Plus grave encore, la mission Outre-mer baisse de près de 4 millions d'euros en crédits de paiement entre 2009 et 2010. Ce choc frappe tout particulièrement l'action « conditions de vie outre-mer », qui est pourtant l'élément clé du soutien de l'État à notre collectivité.
Comment ne pas faire le lien entre cette baisse des crédits pour les conditions de vie et la suppression de la prime à la cuve ? Cette mesure, créée en 2005, que mes interventions, à la suite de mon élection, avaient finalement réussi à rendre applicable dans l'archipel, le Gouvernement a décidé, sans consultation ni étude d'impact, de la supprimer. Elle était pourtant juste, car ciblée sur les ménages dans le besoin. C'est plus que regrettable. Or, selon les services de M. Woerth, que j'ai contactés dès l'annonce publique de cette suppression, aucune dérogation à leur niveau ne peut intervenir, la décision étant nationale. Aussi, madame la secrétaire d'État, je vous propose qu'elle soit maintenue de façon dérogatoire en outre-mer. Et cela, compte tenu des contraintes exceptionnelles qui sont les nôtres, de la structure spécifique de nos économies et de la crise économique et sociale d'ampleur que nous traversons tous.

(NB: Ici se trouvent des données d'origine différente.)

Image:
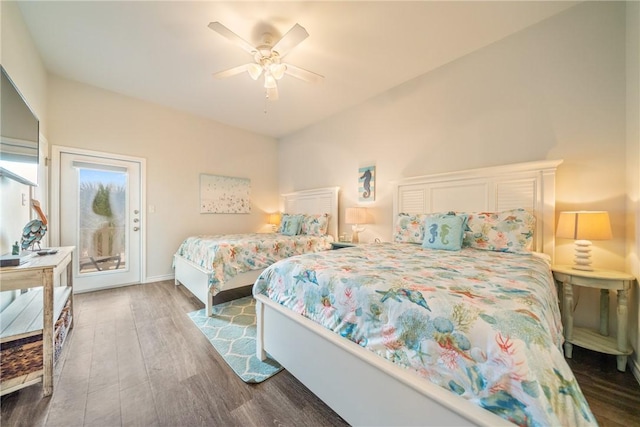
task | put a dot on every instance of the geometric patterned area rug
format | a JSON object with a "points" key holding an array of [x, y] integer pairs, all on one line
{"points": [[232, 332]]}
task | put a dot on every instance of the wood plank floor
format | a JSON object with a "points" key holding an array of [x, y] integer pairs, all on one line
{"points": [[135, 358]]}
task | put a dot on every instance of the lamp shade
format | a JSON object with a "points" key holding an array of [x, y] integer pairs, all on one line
{"points": [[584, 225], [356, 216]]}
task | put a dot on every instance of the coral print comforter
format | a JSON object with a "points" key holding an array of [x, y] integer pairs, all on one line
{"points": [[484, 325], [230, 254]]}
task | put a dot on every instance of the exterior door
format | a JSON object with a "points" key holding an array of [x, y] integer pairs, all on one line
{"points": [[100, 214]]}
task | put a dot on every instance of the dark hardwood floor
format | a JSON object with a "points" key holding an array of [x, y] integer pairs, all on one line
{"points": [[135, 358]]}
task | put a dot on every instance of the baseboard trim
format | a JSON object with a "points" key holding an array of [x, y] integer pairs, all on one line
{"points": [[160, 278]]}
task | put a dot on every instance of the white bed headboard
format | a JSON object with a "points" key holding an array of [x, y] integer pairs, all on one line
{"points": [[522, 185], [316, 201]]}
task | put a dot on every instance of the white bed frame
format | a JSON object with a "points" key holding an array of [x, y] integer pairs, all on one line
{"points": [[366, 389], [196, 279]]}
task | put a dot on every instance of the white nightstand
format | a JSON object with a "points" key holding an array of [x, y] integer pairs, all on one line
{"points": [[600, 341]]}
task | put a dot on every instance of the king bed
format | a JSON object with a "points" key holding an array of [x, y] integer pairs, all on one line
{"points": [[207, 265], [455, 322]]}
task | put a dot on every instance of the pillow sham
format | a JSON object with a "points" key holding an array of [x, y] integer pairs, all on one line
{"points": [[290, 224], [409, 228], [315, 225], [444, 231], [505, 231]]}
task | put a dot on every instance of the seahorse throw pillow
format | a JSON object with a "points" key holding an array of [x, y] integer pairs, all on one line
{"points": [[444, 231]]}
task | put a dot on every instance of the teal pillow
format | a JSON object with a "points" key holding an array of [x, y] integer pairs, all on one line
{"points": [[444, 232], [291, 225]]}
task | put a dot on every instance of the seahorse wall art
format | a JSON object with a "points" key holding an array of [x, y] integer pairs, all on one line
{"points": [[366, 183]]}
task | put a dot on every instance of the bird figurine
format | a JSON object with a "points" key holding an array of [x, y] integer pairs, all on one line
{"points": [[35, 229]]}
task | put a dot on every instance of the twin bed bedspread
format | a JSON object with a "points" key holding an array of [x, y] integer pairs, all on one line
{"points": [[230, 254], [484, 325]]}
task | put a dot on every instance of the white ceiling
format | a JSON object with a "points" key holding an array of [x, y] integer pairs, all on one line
{"points": [[164, 53]]}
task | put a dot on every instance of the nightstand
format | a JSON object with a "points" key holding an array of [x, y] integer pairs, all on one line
{"points": [[342, 245], [600, 341]]}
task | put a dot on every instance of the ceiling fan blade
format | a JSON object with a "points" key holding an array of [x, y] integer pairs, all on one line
{"points": [[231, 71], [302, 74], [272, 93], [232, 37], [290, 40]]}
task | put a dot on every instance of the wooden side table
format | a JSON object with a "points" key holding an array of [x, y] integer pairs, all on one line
{"points": [[600, 341]]}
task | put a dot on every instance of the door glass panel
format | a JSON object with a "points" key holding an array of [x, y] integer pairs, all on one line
{"points": [[102, 217]]}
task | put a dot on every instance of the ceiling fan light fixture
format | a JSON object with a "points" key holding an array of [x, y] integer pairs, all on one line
{"points": [[269, 81], [254, 71]]}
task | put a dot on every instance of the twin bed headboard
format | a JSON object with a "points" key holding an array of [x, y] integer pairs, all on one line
{"points": [[522, 185], [316, 201]]}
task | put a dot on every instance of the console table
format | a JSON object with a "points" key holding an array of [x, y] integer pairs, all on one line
{"points": [[35, 312], [605, 280]]}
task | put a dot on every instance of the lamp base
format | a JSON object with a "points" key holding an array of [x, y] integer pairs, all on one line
{"points": [[582, 261]]}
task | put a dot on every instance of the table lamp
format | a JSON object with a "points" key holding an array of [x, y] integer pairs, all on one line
{"points": [[274, 220], [584, 226], [356, 216]]}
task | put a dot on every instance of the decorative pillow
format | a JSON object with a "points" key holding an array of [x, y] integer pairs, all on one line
{"points": [[506, 231], [315, 225], [290, 224], [409, 228], [444, 232]]}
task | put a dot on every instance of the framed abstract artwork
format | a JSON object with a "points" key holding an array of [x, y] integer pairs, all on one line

L'État déclare avoir fait un « effort exceptionnel » envers Saint-Pierre-et-Miquelon cette année, notamment dans le dossier du transport maritime. Nous sommes en droit de nous inquiéter de ce qui aurait pu se passer si cet « effort exceptionnel » n'avait pas eu lieu !
Madame la secrétaire d'État, il est grand temps que nous sortions des préjugés faciles sur l'outre-mer « sur-aidé » et que nous mettions enfin en place une politique de développement qui permette aux projets de chaque territoire de se concrétiser par la valorisation de leurs ressources. Cela ne se fera pas sans le soutien de l'État. Pour y arriver, je reste persuadée que l'avenir des outre-mer doit s'inscrire dans un grand dessein national, celui de la mer. Je l'ai dit hier dans cet hémicycle, je crois fermement à un destin plus grand que celui des outre-mer. Les territoires ultramarins, je le répète, font de la France le deuxième domaine maritime mondial et notre pays doit pouvoir s'appuyer sur nos territoires pour relever ce « défi océanique ».
À l'instar de ce qu'ont écrit mon collègue Philippe Folliot et son co-auteur Xavier Louy dans leur ouvrage France-sur-mer, un empire oublié, je suis convaincue de la pertinence d'un grand « Ministère de la mer et des outre-mers ».